In 2010, he was part of the Channel 4's ‘Comedy Gala’, a benefit show. The show was organised at the Great Ormond Street Children's Hospital, Bloomsbury, London.
In 2013, he participated in the celebrity comic relief challenge, 'Through Hell and High Water', that required participants to cross the most challenging rapids in the Zambezi River. This raised one million for charity.
Awards & Achievements
In 1991, he won the British Comedy Award for the category of ‘Best Stage Newcomer’.

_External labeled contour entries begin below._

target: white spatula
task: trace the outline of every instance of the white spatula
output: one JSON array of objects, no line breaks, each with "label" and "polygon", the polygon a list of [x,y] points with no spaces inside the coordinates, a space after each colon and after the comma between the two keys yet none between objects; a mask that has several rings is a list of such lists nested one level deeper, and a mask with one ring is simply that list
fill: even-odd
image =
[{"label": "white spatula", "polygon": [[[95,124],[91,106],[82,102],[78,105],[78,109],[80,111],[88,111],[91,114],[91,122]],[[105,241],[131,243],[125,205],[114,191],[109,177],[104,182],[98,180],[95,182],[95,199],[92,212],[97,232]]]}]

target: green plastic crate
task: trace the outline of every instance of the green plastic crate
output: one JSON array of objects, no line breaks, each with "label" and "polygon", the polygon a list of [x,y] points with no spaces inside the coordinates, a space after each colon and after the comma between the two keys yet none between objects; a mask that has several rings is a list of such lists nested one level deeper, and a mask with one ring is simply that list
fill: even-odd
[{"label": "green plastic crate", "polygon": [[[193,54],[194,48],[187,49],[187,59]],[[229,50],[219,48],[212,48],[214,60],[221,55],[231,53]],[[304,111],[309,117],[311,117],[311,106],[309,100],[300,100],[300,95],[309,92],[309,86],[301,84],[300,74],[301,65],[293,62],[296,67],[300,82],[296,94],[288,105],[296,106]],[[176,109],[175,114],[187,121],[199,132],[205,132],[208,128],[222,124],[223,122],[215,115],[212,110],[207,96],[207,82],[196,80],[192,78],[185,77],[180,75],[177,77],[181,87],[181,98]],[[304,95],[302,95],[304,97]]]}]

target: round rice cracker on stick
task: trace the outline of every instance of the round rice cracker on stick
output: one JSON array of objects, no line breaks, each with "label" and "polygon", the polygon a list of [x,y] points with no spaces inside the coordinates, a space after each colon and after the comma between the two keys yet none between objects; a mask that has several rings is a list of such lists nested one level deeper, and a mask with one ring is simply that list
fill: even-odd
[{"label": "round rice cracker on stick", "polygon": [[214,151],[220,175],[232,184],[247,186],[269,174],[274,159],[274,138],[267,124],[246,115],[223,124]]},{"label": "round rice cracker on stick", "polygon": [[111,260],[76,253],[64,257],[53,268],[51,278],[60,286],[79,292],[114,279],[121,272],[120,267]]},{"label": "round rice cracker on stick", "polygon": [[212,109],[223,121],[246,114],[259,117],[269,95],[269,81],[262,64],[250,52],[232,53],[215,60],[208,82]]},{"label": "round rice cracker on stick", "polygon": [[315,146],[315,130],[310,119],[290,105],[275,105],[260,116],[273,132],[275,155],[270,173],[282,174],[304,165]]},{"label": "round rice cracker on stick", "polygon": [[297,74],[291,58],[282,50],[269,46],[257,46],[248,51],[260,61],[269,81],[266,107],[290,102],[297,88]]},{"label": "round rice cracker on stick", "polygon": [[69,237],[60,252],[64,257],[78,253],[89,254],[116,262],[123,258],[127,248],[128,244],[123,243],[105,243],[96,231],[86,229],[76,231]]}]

In 1997, he won the British Comedy Award for 'Best Stand-up Comedian' category.
In 1997, he won the British Advertising Award for the 'John Smith's Bitter’ commercials.
Personal Life & Legacy
While working at the Ritz in his twenties, he started drinking regularly and soon became a heavy drinker.
In 1989, he married Susan Jane ‘Jane’ Hetherington, whom he had met while he was working as a waiter in Fulham. They have been blessed with four children.
In 2009, he came out with his autobiography titled, ‘Thanks For Nothing: The Jack Dee Memoirs'.
In February 2009, along with other celebrities from the entertainment industry he wrote an open letter to ‘The Times’. The letter supported 'Bahai' leaders, who were facing trial in Iran.
He co-founded the production house, ‘Open Mike Productions' along with Addison Cresswel.